In the history of the Gregorian calendar instituted by Pope Gregory XIII in 1582, it’s difficult to imagine many sports weeks challenging the one recently logged by Dana Mathewson.
On a Saturday, the San Diego native became engaged to University of Central Florida medical student Dristin Hughes. The next morning, Mathewson hopped on a plane to compete at the immaculately manicured, strawberries-and-cream tennis dreamscape known as Wimbledon.
The week ended with a wheelchair doubles championship alongside Japan’s Yui Kamiji, making Mathewson the first American woman in her sport to win a Grand Slam title.
A ring. A trophy. A spot in history.
Welcome to wild, wonderful forever.
“The thing that gave me the most realization of what I’d done, I was like, wow, my name is going to be in gold on the wall at Wimbledon for the rest of my life, or Wimbledon’s life,” Mathewson said. “That’s pretty surreal to think about.”
When Mathewson was 10 and attending Mission Bay Montessori Academy in University City, she began to feel off during a soccer practice. Players were running during a conditioning drill when she felt pain in her back.
Thoughts raced through her mind. Had she been kicked? Did she pull a muscle? The coach suggested a possible muscle cramp.
“I remember my legs feeling heavier and heavier,” Matthewson said Tuesday from Nottingham, England, the site of her next event. “The pain got worse and worse. Cut to me getting driven home and I was just screaming in the car, the pain was so bad. At that point, I could still feel my legs.

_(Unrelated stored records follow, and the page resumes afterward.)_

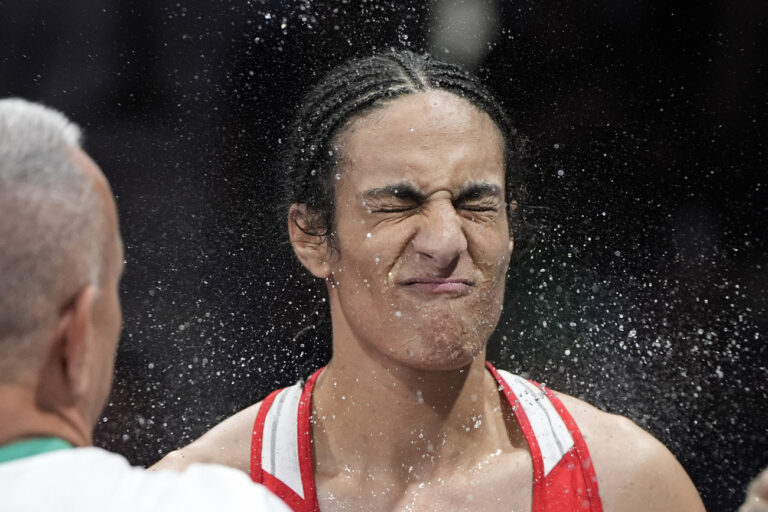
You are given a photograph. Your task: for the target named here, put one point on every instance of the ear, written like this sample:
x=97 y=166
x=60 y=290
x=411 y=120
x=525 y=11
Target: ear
x=76 y=341
x=512 y=211
x=312 y=250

“My friend had to help me up the stairs into my home. I was lying on the living room floor screaming. My legs started tingling, the same way they do when your leg falls asleep. I remember looking at my foot, trying to move it and nothing happened. From then on, (the feeling in her legs) was just gone.”
Mathewson’s parents, both physicians, recognized the medical emergency had the potential to be neurological and rushed her to Rady Children’s Hospital. Steroids were administered to relieve swelling in a section of the spinal cord.

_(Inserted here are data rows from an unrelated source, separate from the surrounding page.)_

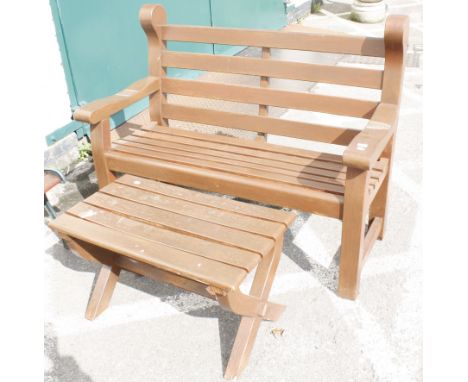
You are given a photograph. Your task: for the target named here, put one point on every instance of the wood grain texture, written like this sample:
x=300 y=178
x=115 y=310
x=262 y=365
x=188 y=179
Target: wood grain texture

She was diagnosed with transverse myelitis, a disease that causes inflammation in a section of the spinal cord. It can occur to anyone at any age and can be as rare as one person among 1 million.
Though no one knew at the time, a magical Wimbledon moment may have been saved that day.
“I’m very lucky I was rushed to the hospital fast enough and got steroids in my system to combat the progression of the swelling that was happening in my spine,” said Mathewson, 31. “So the nerve damage wasn’t complete. I’m now able to feel my legs and walk a bit, but I need to use a wheelchair now.”
Understanding how a child processes dark thoughts hovering over a life forever and fundamentally changed in a relative blink seems difficult to comprehend.